It's time for people to wake up and stop using Python, and forcing me to use Python
In any case, you can easily get most of the benefits of typed languages by adding a rule that requires the LLM to always output Python code with type annotations and validate its output by running ruff and ty.
I've done work on reviewing and fine-tuning training data with a couple of providers, and the amount of Python code I got to see at least out-distanced C++ code by far more than 2 orders of magnitude. It could be a heavily biased sample, but I have no problems believing it also could be representative.
Practically, it was reported that LLM-backed coding agents just worked around type errors by using `any` in a gradually typed language like TypeScript. I also personally observed such usage multiple times.
I also tried using LLM agents with stronger languages like Rust. When complex type errors occured, the agents struggled to fix them and eventually just used `todo!()`
The experience above can be caused by insufficient training data. But it illustrates the importance of eval instead of ideological speculation.
I have no problem believing they will handle some languages better than others, but I don't think we'll know whether typing makes a significant difference vs. other factors without actual tests.
Anecdotally, the worst and most common failure mode of an agent is when an agent starts spinning its wheels and unproductively trying to fix some error and failing, iterating wildly, eventually landing on a bullshit (if any) “solution”.
In my experience, in Typescript, these “spin out” situations are almost always type-related and often involve a lot of really horrible “any” casts.
(1) Are current LLMs better at vibe coding typed languages, under some assumptions about user workflow?
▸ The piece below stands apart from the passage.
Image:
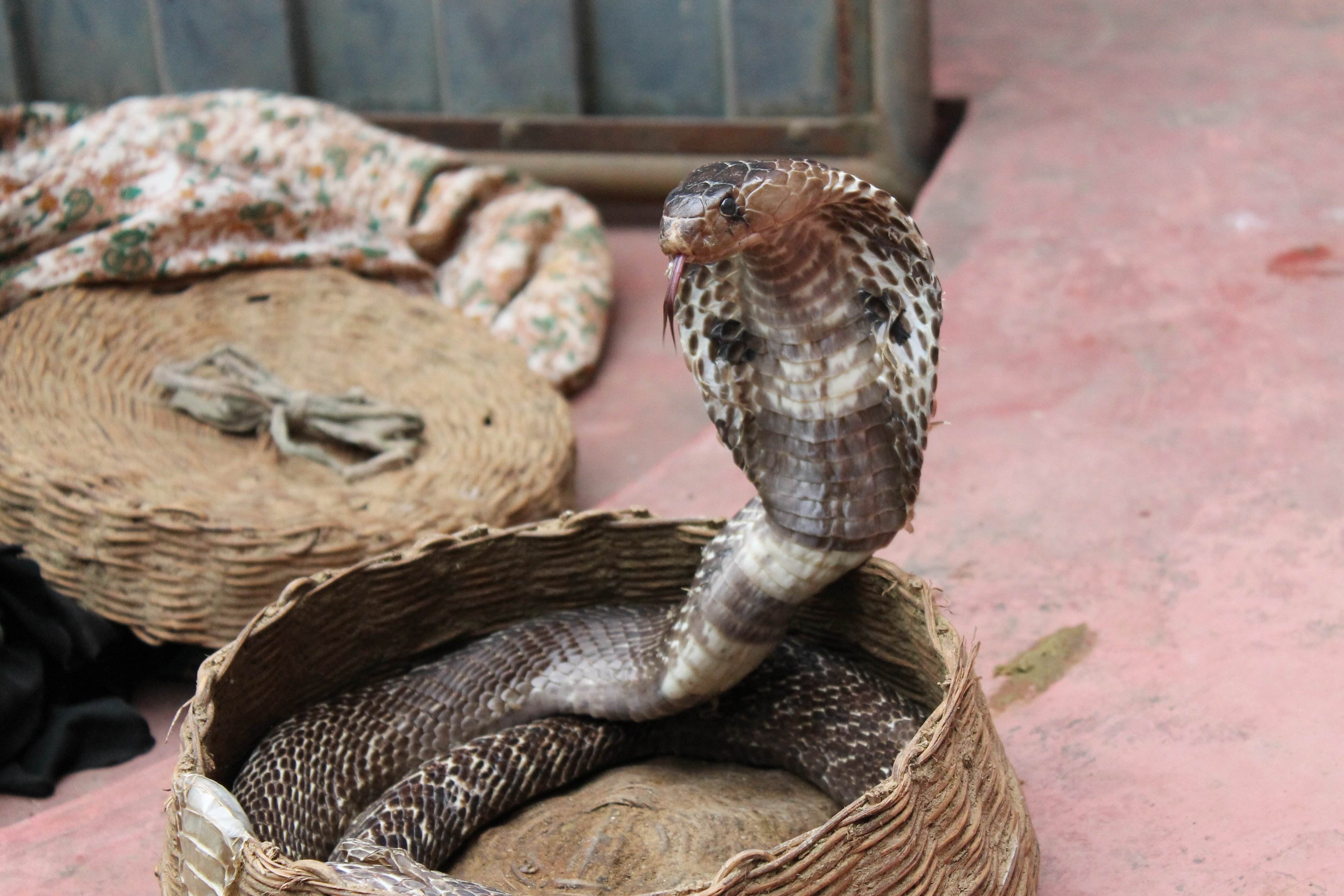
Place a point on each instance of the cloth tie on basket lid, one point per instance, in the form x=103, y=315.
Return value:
x=183, y=186
x=244, y=397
(2) Are LLMs as a technology more suited to typed languages in principle, and should RL pipelines gravitate that way?
I have had a good time with Rust. It's not nearly as easy to skirt the type system in Rust, and I suspect the culture is also more disciplined when it comes to 'unwrap' and proper error management. I find I don't have to explicitly say "stop using unwrap" nearly as often as I have to say "stop using any".
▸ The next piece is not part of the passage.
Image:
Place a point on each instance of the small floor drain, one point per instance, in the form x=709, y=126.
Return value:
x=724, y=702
In this current world of quite imperfect LLMs, I agree with the OP, though. I also wonder whether, even if LLMs improve, we will be able to use type systems not exactly for their original purpose but more as a way of establishing that the generated code is really doing what we want it to, something similar to formal verification.
However perfect LLMs would just replace compilers and programming languages above assembly completely.
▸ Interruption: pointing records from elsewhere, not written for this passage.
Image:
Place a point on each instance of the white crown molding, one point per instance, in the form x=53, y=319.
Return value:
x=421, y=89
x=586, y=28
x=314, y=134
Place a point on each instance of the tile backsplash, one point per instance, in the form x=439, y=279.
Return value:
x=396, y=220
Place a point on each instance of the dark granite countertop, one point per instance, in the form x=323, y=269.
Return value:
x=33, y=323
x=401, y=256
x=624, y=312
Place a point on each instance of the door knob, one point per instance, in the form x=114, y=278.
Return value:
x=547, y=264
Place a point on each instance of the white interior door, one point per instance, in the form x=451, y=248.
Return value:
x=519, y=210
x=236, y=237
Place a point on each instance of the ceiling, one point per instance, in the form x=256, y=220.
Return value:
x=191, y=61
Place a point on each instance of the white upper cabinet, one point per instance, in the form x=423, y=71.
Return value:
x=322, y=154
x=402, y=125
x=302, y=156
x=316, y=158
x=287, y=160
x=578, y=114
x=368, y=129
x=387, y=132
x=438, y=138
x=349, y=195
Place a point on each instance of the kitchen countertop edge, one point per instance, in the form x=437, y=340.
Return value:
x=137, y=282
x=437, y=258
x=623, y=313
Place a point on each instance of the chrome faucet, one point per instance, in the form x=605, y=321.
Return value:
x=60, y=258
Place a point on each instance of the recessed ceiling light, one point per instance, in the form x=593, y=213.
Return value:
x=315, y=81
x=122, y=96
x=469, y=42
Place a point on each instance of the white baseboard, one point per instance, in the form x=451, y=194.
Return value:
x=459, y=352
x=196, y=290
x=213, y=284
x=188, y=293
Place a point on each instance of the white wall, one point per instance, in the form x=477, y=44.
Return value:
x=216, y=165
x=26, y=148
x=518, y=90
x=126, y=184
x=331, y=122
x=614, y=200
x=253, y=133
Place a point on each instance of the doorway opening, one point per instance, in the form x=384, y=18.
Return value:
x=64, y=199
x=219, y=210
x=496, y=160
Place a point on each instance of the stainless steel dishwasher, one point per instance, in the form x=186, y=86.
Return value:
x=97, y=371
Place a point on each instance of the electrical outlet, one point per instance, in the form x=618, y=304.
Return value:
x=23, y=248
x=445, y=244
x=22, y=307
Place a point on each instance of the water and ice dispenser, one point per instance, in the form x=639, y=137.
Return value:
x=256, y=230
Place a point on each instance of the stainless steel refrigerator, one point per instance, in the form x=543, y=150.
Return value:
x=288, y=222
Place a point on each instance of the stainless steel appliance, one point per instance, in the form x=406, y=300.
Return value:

Depending on who you speak to it can be anything from coding only by describing the general idea of what you want, to just being another term for LLM assisted programming.
In truth, for LLM generated code to be maintainable and scalable, it first needs to be speced-out super well by the engineer in collaboration with the LLM, and then the generated code must also be reviewed line-by-line by the engineer.
There is no room for vibe coding in making things that last and don't immediately get hacked.
That just leaves the business logic to sort out. I can only imagine that IDEs will eventually pair directly with the compiler for instant feedback to fix generations.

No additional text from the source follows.